Umm I wasnt arguing against Adblockers, I'm a big fan of them myself. i was merely pointing out unicornpiss's actions of boycotting a company who's ads he finds annoying wont have any effect.
And No, Advertisers WANT to show you Ads. They want their Product in front of your eyeballs. They may not like the Google/Facebook duopoly, but thats what they want, you seeing their Product, even for just 5 seconds. Why do you think companies pay a fortune for product placement in films? There's no specific ad in the film, but you see the Product, you become aware of it, and maybe then next time you think, oh I could use a new product, maybe i should get the Product that was in that film. Job done.
So No, its not just google/facebook who want to serve you ads, the advertisers do. Google and facebook probably are not that worried if you look at the ads or not. Just so long as they get paid, but these days they have to show that a person actually looked at the ad to get paid. Hence why they fight ad blockers so much...
Actually, not quite.
The people who make the product would be quite happy not to have to display their adverts to people who want to block them. After all, this means less money spent on advertising to people who could not care less.
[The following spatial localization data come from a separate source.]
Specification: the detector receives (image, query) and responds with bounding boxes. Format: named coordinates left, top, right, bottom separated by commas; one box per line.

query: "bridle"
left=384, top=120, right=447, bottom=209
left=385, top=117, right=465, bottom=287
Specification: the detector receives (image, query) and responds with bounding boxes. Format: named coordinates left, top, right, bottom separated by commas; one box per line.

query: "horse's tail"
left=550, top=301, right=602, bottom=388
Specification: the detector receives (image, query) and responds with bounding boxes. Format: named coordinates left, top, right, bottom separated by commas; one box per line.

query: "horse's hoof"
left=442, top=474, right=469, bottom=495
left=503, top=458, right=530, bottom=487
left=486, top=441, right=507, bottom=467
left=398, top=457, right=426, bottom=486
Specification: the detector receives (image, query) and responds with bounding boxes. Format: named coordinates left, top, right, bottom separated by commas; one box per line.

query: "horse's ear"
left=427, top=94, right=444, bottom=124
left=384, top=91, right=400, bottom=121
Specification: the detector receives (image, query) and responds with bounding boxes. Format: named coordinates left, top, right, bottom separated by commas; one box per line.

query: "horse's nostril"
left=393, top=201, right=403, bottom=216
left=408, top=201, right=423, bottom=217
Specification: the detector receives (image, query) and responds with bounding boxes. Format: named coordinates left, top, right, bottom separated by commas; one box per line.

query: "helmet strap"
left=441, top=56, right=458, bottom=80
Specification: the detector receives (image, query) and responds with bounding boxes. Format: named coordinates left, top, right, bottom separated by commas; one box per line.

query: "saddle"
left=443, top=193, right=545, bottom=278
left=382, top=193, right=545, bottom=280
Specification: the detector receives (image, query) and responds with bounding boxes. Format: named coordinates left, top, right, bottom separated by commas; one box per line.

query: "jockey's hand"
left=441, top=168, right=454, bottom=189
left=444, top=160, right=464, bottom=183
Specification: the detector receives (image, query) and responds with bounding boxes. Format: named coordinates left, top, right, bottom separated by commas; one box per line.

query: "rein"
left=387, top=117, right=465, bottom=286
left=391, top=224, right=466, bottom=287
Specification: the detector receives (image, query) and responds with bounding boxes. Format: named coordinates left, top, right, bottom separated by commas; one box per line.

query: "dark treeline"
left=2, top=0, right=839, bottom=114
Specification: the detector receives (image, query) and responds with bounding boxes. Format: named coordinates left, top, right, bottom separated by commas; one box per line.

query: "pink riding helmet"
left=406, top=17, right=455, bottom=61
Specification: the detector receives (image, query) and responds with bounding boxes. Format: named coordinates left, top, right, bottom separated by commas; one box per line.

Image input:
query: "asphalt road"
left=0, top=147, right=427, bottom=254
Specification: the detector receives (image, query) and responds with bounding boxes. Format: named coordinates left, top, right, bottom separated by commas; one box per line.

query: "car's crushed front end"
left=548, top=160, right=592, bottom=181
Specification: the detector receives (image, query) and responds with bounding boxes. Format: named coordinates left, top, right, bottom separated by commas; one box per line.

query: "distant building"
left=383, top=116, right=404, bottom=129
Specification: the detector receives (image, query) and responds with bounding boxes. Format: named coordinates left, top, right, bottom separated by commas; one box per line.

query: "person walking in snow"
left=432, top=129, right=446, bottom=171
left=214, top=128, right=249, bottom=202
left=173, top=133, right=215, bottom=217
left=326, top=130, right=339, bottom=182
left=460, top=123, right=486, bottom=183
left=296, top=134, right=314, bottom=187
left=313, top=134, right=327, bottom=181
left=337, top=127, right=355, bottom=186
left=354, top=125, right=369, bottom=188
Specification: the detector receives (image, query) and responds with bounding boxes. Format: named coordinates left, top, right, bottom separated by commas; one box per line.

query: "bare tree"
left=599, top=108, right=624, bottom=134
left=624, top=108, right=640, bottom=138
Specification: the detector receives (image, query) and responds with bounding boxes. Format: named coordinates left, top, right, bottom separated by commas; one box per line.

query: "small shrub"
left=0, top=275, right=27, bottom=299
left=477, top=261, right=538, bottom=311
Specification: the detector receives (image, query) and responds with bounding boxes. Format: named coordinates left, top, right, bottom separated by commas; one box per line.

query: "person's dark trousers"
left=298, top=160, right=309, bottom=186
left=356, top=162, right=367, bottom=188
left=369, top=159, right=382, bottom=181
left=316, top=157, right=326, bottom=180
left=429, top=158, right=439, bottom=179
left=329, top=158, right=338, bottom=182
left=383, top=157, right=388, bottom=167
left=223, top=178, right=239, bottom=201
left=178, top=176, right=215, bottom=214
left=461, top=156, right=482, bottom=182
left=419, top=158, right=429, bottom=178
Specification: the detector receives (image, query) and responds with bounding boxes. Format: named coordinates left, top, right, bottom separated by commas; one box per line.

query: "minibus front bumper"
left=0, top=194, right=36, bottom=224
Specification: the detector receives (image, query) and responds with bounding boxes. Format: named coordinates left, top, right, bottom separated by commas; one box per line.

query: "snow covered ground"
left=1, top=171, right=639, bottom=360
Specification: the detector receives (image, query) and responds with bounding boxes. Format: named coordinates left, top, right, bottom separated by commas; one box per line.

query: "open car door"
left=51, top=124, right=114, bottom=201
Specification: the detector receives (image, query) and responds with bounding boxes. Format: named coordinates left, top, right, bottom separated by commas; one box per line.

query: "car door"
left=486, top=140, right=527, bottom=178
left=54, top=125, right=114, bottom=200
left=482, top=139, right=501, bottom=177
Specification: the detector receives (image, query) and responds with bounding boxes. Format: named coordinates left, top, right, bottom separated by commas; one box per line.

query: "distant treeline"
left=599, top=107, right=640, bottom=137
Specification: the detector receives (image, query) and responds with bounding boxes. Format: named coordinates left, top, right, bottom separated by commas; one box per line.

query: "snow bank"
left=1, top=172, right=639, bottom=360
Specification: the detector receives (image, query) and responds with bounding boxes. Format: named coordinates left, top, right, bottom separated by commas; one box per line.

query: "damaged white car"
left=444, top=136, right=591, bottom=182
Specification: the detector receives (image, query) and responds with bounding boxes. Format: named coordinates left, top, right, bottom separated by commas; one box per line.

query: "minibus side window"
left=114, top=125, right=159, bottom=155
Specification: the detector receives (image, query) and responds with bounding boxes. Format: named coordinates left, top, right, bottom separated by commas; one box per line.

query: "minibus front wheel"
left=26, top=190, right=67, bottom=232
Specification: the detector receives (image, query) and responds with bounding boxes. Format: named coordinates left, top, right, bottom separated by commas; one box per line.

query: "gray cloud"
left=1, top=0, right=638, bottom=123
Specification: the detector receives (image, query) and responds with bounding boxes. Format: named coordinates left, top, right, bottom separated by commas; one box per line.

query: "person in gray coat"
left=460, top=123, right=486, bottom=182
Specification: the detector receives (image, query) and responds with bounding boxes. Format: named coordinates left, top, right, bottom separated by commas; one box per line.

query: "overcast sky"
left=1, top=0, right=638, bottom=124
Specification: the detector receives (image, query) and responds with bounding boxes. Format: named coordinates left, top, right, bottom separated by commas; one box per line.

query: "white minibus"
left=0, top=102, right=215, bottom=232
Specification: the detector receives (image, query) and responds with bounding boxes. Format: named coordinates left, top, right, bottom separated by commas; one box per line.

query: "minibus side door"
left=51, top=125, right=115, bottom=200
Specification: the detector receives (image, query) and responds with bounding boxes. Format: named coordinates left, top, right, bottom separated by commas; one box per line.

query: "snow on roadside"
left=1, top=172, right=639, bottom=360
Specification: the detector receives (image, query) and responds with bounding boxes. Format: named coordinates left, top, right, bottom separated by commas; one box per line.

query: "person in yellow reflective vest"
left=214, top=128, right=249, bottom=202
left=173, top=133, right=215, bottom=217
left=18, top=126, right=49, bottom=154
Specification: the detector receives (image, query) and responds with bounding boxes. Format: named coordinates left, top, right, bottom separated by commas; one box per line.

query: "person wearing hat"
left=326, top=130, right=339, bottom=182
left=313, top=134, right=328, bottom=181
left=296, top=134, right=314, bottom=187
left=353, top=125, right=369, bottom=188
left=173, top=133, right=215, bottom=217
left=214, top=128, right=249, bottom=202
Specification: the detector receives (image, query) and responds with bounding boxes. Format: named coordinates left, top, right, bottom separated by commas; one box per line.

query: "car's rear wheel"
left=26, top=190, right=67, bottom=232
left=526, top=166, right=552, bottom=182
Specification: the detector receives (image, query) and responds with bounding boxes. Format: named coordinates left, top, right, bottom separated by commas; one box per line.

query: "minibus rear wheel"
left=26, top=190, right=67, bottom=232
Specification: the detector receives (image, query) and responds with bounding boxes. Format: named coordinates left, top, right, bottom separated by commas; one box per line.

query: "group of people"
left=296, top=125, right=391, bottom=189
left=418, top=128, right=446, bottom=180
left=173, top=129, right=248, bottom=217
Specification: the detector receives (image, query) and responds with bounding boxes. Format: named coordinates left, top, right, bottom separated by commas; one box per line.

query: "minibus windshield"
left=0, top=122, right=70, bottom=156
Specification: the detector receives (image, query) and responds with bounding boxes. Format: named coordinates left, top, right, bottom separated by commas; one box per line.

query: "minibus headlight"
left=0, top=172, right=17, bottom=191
The *advertisers* (i.e., the people who make money from showing you adverts), on the other hand, want to show the adverts to all and sundry so they can put out their hand and say "we've shown your product to X amount of people - pay up" (I'm looking at you Alphabet).
"There's no specific ad in the film, but you see the Product, you become aware of it, and maybe then next time you think, oh I could use a new product, maybe i should get the Product that was in that film. Job done."
That's why I've never bought an Apple laptop - I'm not a spy, drug dealer, criminal mastermind...
I have an ad blocker on iOS. I recently reloaded it, and forgot add back the ad blocker. I quickly noticed the problem...the web was unusable. It was unbelievable how much garbage was trying to be loaded...
Content creators are morons... they literally ruin their own websites.
After reinstalling the ad blocker, I still see ads but the web is useable again.
I don’t mind ad supported content, but it has to be reasonable...
It's going to be very tempting for Google to try to kill off Firefox. At some point they'll decide that the search referrals they're paying for from the <5% browsing share Firefox has is worth less than the advertising losses due to ad blockers. The interesting thing will be to see whether Google's API changes dent the usage of Chrome due to its ad blocking becoming less effective. Ad blocker usage is well over 10% according to some stats and I'm sure Mozilla would love to grab some of those people if they abandon Chrome.
Because Firefox can't slap a huge link over their search index/results pages saying "Hey, upgrade your browser!"
So long as Google continue to hold dominance over web search, they can effectively push any other product they want. And since "Google it" has become common parlance for the action of searching the web in general, I don't see that changing any time soon...
...Google maintains, "We are not preventing the development of ad blockers or stopping users from blocking ads," ...
Yup. In the same way that TV Networks who want to get rid of a show don't simply cancel it outright. They stick it in an unpopular timeslot (say, Thursday 10pm) then wait for the ratings to drop so they have an excuse to not renew it.